21 Mar

Built in Functions in SQL Server 2012

Microsoft SQL Server 2012 introduced 14 new built in functions. These new functions are:

Conversion functions

  • PARSE
  • TRY_CONVERT
  • TRY_PARSE

Date and time functions

  • DATEFROMPARTS
  • DATETIME2FROMPARTS
  • DATETIMEFROMPARTS
  • DATETIMEOFFSETFROMPARTS
  • EOMONTH
  • SMALLDATETIMEFROMPARTS
  • TIMEFROMPARTS

Logical functions

  • CHOOSE
  • IIF

String functions

  • CONCAT
  • FORMAT

In addition to the 14 new functions, one existing function has been changed. The existing LOG function now has an optional second base parameter.

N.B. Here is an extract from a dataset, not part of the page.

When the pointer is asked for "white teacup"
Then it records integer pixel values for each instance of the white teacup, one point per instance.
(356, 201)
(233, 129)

Obviously all of these functions are useful in one way or the other, but I’ll be explaining five very useful functions which I feel are common\useful to all the environments.

 

1. EOMONTH

This function takes two parameters first being start_date which is mandatory and the second one is Month_to_add which is optional. This function will return the last day of the month (also termed as EOM or end of the month) for the given date, By passing the second argument also it will add the months to the start_date and then returns the last day of the month as per the final date (start_date + Month_to_add)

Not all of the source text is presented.